Descriptions, Reviews, Etc.
Publisher Description:

Aspirations of Madness, Blank Forms' fifth collection of archival, unpublished, or newly translated texts, takes its title from a series of interviews with Japanese free jazz pioneer Masayuki Takayangi that were published in Japanese in 1975-76 and are published here in English for the first time. The interviews provide a rare look at Takayanagi's eccentric practice and personality, both long under-recognized by audiences outside (and often, inside) of Japan. The postwar Japanese history that Takayanagi describes also surfaces in this publication's opening piece, a poetic tribute by the writer and artist Louise Landes Levi to one of Takayanagi's contemporaries, the poet Kazuko Shiraishi.
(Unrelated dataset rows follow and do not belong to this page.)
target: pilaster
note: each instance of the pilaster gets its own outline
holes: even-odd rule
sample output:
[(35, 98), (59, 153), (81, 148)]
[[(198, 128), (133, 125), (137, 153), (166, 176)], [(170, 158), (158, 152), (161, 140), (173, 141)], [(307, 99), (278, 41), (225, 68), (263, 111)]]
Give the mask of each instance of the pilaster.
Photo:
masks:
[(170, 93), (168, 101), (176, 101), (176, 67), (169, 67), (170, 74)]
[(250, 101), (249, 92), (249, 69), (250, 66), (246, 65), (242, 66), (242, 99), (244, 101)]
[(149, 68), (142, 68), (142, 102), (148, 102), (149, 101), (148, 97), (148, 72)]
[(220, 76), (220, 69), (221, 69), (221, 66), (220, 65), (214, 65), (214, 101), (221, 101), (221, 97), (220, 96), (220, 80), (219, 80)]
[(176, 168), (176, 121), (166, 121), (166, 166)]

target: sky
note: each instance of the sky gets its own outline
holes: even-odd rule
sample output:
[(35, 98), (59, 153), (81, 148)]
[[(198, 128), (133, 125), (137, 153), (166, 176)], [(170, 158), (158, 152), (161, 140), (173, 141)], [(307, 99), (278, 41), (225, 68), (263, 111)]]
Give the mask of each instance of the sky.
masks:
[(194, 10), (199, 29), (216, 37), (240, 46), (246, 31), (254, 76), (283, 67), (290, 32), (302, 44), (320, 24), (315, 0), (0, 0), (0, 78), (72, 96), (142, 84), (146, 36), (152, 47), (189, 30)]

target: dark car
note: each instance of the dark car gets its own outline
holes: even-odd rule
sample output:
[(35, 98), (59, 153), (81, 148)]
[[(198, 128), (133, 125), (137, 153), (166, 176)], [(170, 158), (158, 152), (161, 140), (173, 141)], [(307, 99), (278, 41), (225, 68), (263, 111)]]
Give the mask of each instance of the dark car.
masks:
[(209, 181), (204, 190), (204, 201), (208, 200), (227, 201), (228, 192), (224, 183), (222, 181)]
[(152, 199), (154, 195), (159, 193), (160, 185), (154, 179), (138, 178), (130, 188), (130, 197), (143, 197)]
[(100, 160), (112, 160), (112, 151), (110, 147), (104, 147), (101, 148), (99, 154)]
Aspirations of Madness includes a second Levi poem as well, "A Deep River," written while at La Monte Young and Marian Zazeela's Dream House in 2003. Complementing this tradition of Japanese free improvisation and poetry is the republication of a 1977 interview with Joseph Jarman, the great composer, poet, and multi-instrumentalist. We also feature Charles Stein's introduction to Being = Space x Action. Further along, Aspirations of Madness features an excerpt from The Tree of Music, a cross-cultural treatise by the Russian musicologist Genrich "Henry" Orlov, the English translation of which has never been published before. Aspirations of Madness closes with one of Maryanne Amacher's final pieces of writing, "The Agreement," from 2009. The text takes the form of a letter between Amacher and the Open Ended Group, with whom she had planned to collaborate on her final, unfinished project, Lagrange: A Four Part Mini Series.